The patent application tells us:
Spamminess of anchor text is an important consideration with the present invention. The system of the present invention utilizes machine learning to predict the co-ownership of two websites. Because the methods carried out by the system will be public information, the system is wide-open to be manipulated by spammers. Spammers could fairly easily designate several URLs to point to a spam webpage and have these several URLs falsely describe the spam webpage as being a non-spam webpage, such as the Yahoo!.RTM. home page.
The spammer could thereby easily setup an instance of cloaking spam. Cloaking is getting a search engine to record content for a URL that is different than what a searcher will ultimately see, often done intentionally by spammers. To counter this problem, the system employs trust information about the anchor text that the system may use for cloaking spam that creates a false match. The system may employ, for example, the same kind of definitions that a search engine uses in a typical web search.
Spamness/goodness measures – Any type of measure of how spammy or how trustworthy each of the two web sites from the source and target URLs may be viewed. If the source site is a spam web site and the target site is not a spam web site, then the URL redirect pair is more likely not to be co-owned. There are a number of ways that a search engine might use to try to decide whether a page is spam or not, from looking at the link structure associated with pages to a review of the content of those pages as well as a combination of both. The patent application doesn’t provide details of any specific method that might be used.
The title in the webpage of the target URL – The title of the page at the target URL might be compared to the title of the page at the source URL. If the titles match, then there may be a presumption that the URLs are co-owned.
When a webmaster uses a redirect to send visitors (and search engines) to a new address for a site, a search engine might look at more than just the existence of that redirect to decide whether it might pass along visitors to the new address in its search index.
The search engine may follow a policy that explores such things as whether the source URL and the target URL of the redirect are owned by the same owner.

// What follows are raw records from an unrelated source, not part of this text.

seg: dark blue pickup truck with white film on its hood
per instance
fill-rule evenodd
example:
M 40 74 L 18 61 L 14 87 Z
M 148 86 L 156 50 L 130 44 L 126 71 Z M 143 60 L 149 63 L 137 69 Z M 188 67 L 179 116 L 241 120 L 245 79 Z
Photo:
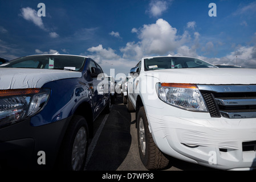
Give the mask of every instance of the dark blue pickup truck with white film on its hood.
M 109 113 L 94 60 L 31 55 L 0 65 L 0 168 L 83 170 L 93 122 Z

This decision on co-ownership of the source and target URLs may also determine whether or not a search engine will associate the anchor text used for the first URL with the URL that it is being redirected to. If the URLs are determined to be co-owned, the search engine might associate the anchor text of the first URL with the second one.
The patent filing doesn’t involve a discussion about whether or not link popularity (such as PageRank) might or might not be passed along to a new URL through a redirect based upon a determination of co-ownership, it’s an idea worth thinking about…